Cumartesi günü Yenikapı'da yapılan görkemli miting, 16 Nisan'daki zaferin muştusuydu.
Şimdiden hayırlı olsun.
16 Nisan'da, 15 Temmuz'un intikamının nasıl alındığını cümle alem görecektir elbet.
Bu işin lamı cimi yok.
Cumhurbaşkanı’mızın da dediği gibi, “16 Nisan herhangi bir seçim değildir; 15 Temmuz'un intikamının yanısıra, hem arta kalan vesayet rejiminin son kalıntılarının temizlenmesi, hem de ülkenin geleceğinin kayıtsız şartsız millet egemenliğine bağlanarak sağlam bir biçimde teminat altına alınmasıdır.”
* * *
15 Temmuz'dan sonra mecburen ve siyaseten darbe karşıtı gibi görünen Kılıçdaroğlu'nun, Yenikapı'ya gelerek nutuk atmasının ardından aylar geçti.

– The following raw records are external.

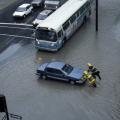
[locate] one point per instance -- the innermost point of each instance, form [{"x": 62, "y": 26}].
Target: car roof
[
  {"x": 45, "y": 12},
  {"x": 56, "y": 65},
  {"x": 24, "y": 5}
]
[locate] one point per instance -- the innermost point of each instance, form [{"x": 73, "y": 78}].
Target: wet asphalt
[{"x": 37, "y": 99}]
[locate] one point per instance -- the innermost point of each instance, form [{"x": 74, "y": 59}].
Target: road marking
[
  {"x": 17, "y": 36},
  {"x": 17, "y": 28},
  {"x": 21, "y": 24}
]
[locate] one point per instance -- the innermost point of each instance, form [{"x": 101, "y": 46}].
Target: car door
[
  {"x": 55, "y": 73},
  {"x": 28, "y": 9}
]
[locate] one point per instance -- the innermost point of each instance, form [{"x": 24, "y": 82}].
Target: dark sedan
[{"x": 60, "y": 71}]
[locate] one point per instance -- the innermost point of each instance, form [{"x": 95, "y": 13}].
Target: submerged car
[
  {"x": 41, "y": 16},
  {"x": 37, "y": 3},
  {"x": 52, "y": 4},
  {"x": 60, "y": 71},
  {"x": 23, "y": 10}
]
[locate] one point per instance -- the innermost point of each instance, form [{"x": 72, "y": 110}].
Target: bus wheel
[
  {"x": 85, "y": 19},
  {"x": 72, "y": 82},
  {"x": 44, "y": 77}
]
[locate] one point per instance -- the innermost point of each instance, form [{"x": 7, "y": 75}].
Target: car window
[
  {"x": 58, "y": 72},
  {"x": 50, "y": 70},
  {"x": 54, "y": 71},
  {"x": 67, "y": 68}
]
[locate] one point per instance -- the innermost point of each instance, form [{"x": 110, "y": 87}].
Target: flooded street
[{"x": 36, "y": 99}]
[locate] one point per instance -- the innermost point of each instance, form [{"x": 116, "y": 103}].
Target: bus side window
[
  {"x": 60, "y": 34},
  {"x": 77, "y": 14},
  {"x": 72, "y": 19},
  {"x": 66, "y": 25}
]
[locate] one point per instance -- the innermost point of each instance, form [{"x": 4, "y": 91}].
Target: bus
[{"x": 52, "y": 33}]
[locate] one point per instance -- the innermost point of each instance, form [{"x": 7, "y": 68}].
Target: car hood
[
  {"x": 19, "y": 13},
  {"x": 36, "y": 2},
  {"x": 42, "y": 67},
  {"x": 37, "y": 21},
  {"x": 77, "y": 73}
]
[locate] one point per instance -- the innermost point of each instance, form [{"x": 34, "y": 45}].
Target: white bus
[{"x": 60, "y": 25}]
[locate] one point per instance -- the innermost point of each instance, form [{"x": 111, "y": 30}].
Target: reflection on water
[{"x": 9, "y": 52}]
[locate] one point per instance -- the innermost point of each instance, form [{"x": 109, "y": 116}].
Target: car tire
[
  {"x": 72, "y": 82},
  {"x": 44, "y": 77},
  {"x": 24, "y": 16}
]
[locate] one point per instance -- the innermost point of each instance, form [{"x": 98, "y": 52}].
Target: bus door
[
  {"x": 67, "y": 29},
  {"x": 60, "y": 38},
  {"x": 73, "y": 23}
]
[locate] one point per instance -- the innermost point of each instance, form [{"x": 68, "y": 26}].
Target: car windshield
[
  {"x": 36, "y": 0},
  {"x": 21, "y": 9},
  {"x": 52, "y": 5},
  {"x": 41, "y": 17},
  {"x": 44, "y": 34},
  {"x": 67, "y": 68}
]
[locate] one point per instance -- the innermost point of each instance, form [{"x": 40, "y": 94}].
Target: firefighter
[
  {"x": 94, "y": 72},
  {"x": 91, "y": 80}
]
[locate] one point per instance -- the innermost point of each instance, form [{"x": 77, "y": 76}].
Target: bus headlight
[
  {"x": 52, "y": 44},
  {"x": 37, "y": 41}
]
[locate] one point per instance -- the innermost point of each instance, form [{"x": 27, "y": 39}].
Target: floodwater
[{"x": 33, "y": 98}]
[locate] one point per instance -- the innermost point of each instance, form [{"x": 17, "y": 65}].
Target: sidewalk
[{"x": 5, "y": 3}]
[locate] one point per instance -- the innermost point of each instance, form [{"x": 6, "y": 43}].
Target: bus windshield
[
  {"x": 46, "y": 35},
  {"x": 67, "y": 68}
]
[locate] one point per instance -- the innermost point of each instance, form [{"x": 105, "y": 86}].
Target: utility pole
[{"x": 96, "y": 15}]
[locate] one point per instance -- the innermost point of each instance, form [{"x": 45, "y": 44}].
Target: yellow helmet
[
  {"x": 89, "y": 65},
  {"x": 85, "y": 73}
]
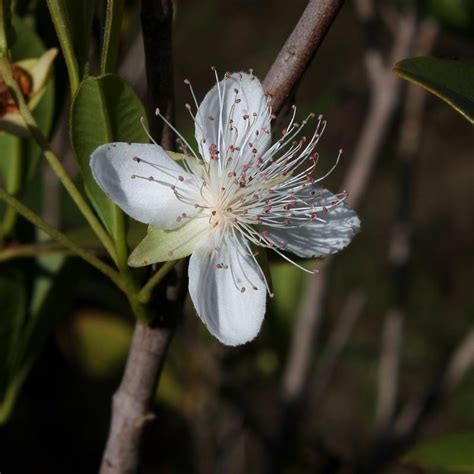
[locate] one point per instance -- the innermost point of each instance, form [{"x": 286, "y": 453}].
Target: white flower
[{"x": 238, "y": 193}]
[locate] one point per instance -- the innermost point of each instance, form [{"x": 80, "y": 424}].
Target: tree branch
[
  {"x": 299, "y": 49},
  {"x": 133, "y": 399}
]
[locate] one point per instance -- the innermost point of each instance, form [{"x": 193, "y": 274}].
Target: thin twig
[
  {"x": 299, "y": 49},
  {"x": 340, "y": 335}
]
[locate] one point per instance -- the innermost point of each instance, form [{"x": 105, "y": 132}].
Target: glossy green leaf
[
  {"x": 450, "y": 80},
  {"x": 451, "y": 453},
  {"x": 104, "y": 110},
  {"x": 20, "y": 156}
]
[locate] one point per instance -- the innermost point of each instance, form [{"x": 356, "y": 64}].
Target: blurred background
[{"x": 389, "y": 319}]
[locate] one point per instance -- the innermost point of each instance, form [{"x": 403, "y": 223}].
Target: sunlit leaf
[
  {"x": 104, "y": 110},
  {"x": 12, "y": 314},
  {"x": 450, "y": 80}
]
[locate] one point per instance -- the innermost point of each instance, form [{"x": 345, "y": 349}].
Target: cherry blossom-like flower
[{"x": 237, "y": 193}]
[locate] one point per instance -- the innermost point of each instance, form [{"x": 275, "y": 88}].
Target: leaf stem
[
  {"x": 145, "y": 293},
  {"x": 6, "y": 72},
  {"x": 55, "y": 234},
  {"x": 113, "y": 21},
  {"x": 63, "y": 30}
]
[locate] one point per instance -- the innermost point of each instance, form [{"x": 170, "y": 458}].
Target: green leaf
[
  {"x": 450, "y": 80},
  {"x": 164, "y": 245},
  {"x": 99, "y": 342},
  {"x": 452, "y": 453},
  {"x": 104, "y": 110}
]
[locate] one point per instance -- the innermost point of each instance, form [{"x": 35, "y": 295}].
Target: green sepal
[{"x": 164, "y": 245}]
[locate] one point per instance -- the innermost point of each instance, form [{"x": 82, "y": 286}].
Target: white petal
[
  {"x": 315, "y": 238},
  {"x": 216, "y": 281},
  {"x": 125, "y": 179},
  {"x": 223, "y": 108}
]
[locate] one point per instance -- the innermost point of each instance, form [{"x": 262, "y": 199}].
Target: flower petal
[
  {"x": 315, "y": 238},
  {"x": 238, "y": 108},
  {"x": 228, "y": 291},
  {"x": 164, "y": 245},
  {"x": 125, "y": 171}
]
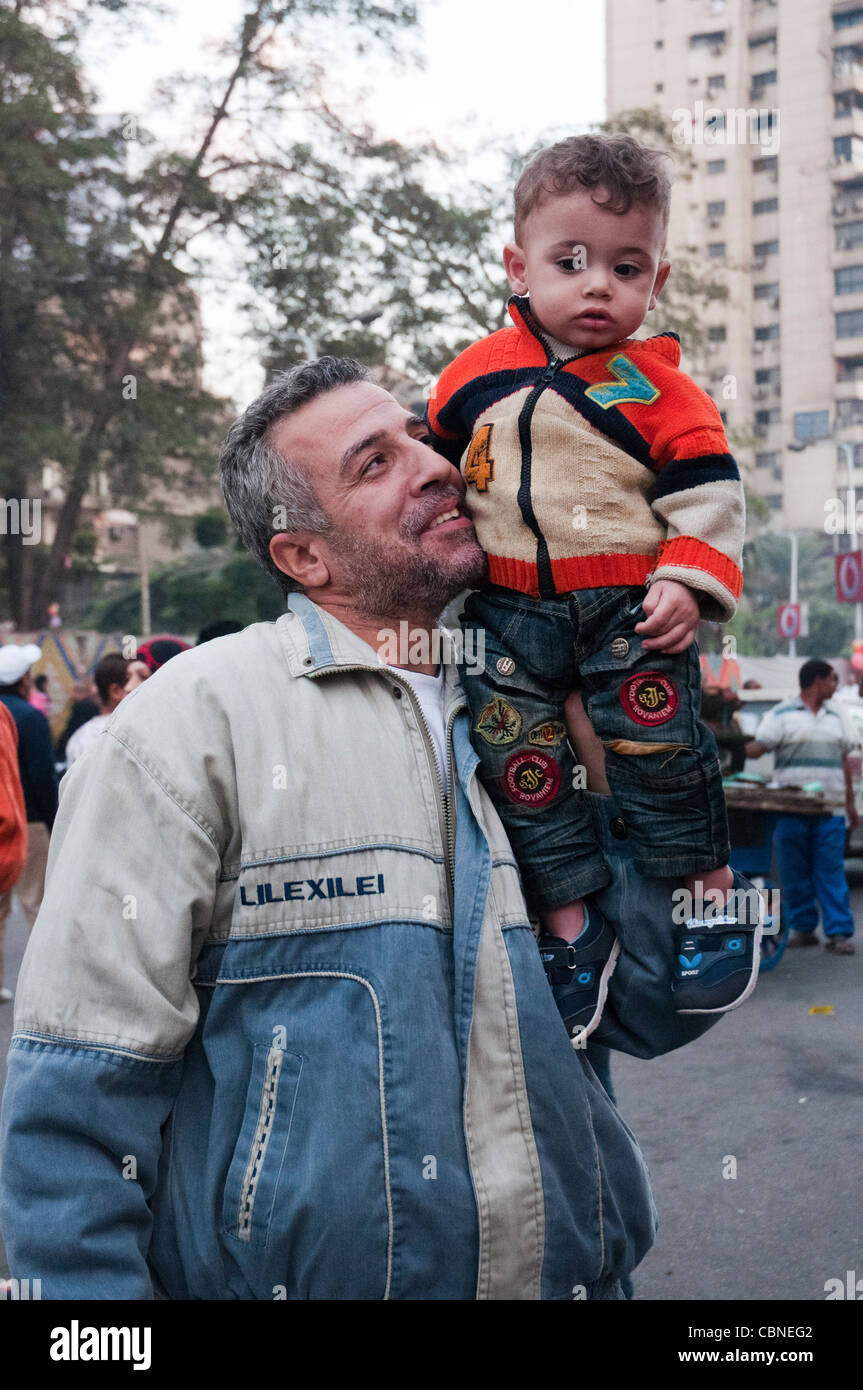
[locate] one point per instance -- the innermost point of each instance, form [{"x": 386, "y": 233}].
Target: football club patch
[
  {"x": 548, "y": 736},
  {"x": 499, "y": 722},
  {"x": 649, "y": 698},
  {"x": 531, "y": 779}
]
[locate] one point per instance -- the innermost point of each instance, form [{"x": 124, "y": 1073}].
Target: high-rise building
[{"x": 767, "y": 97}]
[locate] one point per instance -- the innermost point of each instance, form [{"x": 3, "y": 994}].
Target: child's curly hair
[{"x": 630, "y": 171}]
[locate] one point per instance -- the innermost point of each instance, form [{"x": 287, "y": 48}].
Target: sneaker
[
  {"x": 717, "y": 962},
  {"x": 802, "y": 938},
  {"x": 840, "y": 945},
  {"x": 580, "y": 970}
]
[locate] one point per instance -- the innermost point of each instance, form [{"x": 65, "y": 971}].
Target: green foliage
[{"x": 766, "y": 584}]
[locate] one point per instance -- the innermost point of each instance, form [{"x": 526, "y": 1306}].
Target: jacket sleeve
[
  {"x": 699, "y": 501},
  {"x": 103, "y": 1012},
  {"x": 13, "y": 815}
]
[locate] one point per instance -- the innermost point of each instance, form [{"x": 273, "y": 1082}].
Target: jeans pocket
[{"x": 256, "y": 1166}]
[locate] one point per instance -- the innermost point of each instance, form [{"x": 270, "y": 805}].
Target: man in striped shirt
[{"x": 812, "y": 737}]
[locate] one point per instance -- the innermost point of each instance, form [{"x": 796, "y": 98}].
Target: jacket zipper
[
  {"x": 445, "y": 802},
  {"x": 525, "y": 503}
]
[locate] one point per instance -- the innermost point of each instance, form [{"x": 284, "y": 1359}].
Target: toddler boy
[{"x": 612, "y": 512}]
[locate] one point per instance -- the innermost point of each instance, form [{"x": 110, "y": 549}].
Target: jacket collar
[{"x": 316, "y": 642}]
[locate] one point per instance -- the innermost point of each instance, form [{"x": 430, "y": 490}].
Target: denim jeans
[
  {"x": 810, "y": 854},
  {"x": 660, "y": 761}
]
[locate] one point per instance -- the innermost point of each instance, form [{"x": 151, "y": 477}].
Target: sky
[{"x": 489, "y": 74}]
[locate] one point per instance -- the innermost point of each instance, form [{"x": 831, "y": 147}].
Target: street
[{"x": 771, "y": 1093}]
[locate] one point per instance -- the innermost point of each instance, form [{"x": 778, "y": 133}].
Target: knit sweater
[{"x": 607, "y": 467}]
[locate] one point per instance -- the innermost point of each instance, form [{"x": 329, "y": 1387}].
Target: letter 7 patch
[{"x": 631, "y": 385}]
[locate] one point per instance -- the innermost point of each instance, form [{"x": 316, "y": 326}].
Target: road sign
[
  {"x": 790, "y": 620},
  {"x": 849, "y": 577}
]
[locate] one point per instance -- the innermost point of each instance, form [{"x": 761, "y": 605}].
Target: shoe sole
[
  {"x": 577, "y": 1039},
  {"x": 753, "y": 976}
]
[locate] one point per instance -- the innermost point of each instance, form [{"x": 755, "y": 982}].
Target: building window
[
  {"x": 847, "y": 59},
  {"x": 849, "y": 413},
  {"x": 763, "y": 41},
  {"x": 849, "y": 369},
  {"x": 848, "y": 148},
  {"x": 716, "y": 39},
  {"x": 849, "y": 280},
  {"x": 849, "y": 235},
  {"x": 849, "y": 323},
  {"x": 812, "y": 424},
  {"x": 845, "y": 103},
  {"x": 845, "y": 18}
]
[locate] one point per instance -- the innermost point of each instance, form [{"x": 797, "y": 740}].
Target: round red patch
[
  {"x": 531, "y": 777},
  {"x": 649, "y": 698}
]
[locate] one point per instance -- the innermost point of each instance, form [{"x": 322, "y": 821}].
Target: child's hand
[{"x": 671, "y": 617}]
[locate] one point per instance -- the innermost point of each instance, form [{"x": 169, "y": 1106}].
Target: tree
[{"x": 96, "y": 263}]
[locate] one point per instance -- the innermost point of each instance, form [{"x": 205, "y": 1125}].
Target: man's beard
[{"x": 398, "y": 581}]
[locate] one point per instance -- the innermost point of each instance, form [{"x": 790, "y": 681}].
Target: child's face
[{"x": 624, "y": 271}]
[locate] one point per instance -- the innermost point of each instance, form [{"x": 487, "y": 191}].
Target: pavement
[{"x": 752, "y": 1136}]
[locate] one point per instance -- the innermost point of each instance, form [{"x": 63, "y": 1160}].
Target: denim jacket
[{"x": 282, "y": 1030}]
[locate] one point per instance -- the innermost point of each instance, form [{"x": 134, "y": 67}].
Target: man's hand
[{"x": 671, "y": 617}]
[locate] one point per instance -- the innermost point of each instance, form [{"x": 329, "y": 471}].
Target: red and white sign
[
  {"x": 849, "y": 577},
  {"x": 792, "y": 620}
]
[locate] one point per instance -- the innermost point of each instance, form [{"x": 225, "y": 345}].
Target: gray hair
[{"x": 257, "y": 481}]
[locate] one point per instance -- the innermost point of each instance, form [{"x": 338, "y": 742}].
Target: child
[{"x": 602, "y": 488}]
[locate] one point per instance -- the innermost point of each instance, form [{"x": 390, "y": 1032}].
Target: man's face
[
  {"x": 400, "y": 541},
  {"x": 623, "y": 270}
]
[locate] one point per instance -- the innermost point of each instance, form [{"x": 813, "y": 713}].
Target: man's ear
[
  {"x": 662, "y": 274},
  {"x": 302, "y": 556},
  {"x": 514, "y": 266}
]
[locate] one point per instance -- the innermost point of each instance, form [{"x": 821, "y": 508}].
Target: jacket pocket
[{"x": 259, "y": 1157}]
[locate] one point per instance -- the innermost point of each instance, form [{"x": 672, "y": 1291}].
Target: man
[
  {"x": 38, "y": 780},
  {"x": 812, "y": 738},
  {"x": 284, "y": 959},
  {"x": 110, "y": 677}
]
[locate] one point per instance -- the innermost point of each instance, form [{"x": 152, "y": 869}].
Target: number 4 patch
[
  {"x": 478, "y": 464},
  {"x": 631, "y": 385}
]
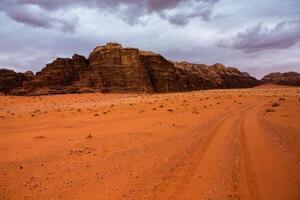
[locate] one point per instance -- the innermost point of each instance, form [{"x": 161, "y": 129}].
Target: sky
[{"x": 257, "y": 36}]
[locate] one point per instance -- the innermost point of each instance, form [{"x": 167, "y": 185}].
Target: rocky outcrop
[
  {"x": 288, "y": 78},
  {"x": 112, "y": 68},
  {"x": 218, "y": 76}
]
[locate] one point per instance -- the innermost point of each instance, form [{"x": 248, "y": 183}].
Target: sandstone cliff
[
  {"x": 112, "y": 68},
  {"x": 288, "y": 78}
]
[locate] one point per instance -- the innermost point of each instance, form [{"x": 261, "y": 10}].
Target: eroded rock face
[
  {"x": 218, "y": 76},
  {"x": 112, "y": 68},
  {"x": 288, "y": 78},
  {"x": 10, "y": 80}
]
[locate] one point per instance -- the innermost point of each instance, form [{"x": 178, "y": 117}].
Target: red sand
[{"x": 218, "y": 144}]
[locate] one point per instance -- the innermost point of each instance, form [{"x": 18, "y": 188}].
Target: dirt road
[{"x": 230, "y": 144}]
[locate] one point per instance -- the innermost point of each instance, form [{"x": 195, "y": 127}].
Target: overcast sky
[{"x": 257, "y": 36}]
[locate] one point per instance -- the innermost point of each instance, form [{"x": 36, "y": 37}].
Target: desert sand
[{"x": 214, "y": 144}]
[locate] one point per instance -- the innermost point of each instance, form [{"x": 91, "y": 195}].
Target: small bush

O gün, o meydanda, milyonların karşısında darbe karşıtı rol takınan Kılıçdaroğlu, çok geçmeden Pensilvanya'daki İblis'in ağzıyla konuşmaya başlamıştı.
Kılıçdaroğlu'nun "kontrollü darbe" iddiası, Pensilvanya'daki İblis'in "mizansen/tertip" iddiasının ve o İblis'in iplerini elinde tutan küresel baronların "15 Temmuz darbesinin arkasında FETÖ yok" iddiasının tıpatıp aynısıdır.
Bu alçak iddia, "Erdoğan kendi diktatörlüğünü inşa için darbe tertibinde bulundu" söylemine yaslanıyor.
Belli ki Kılıçdaroğlu sadece Pensilvanya'ya diyet borcunu ödemiyor, aynı zamanda Pensilvanya'nın bağlı olduğu üst aklın emrinde olduğunu da göstermiş oluyor.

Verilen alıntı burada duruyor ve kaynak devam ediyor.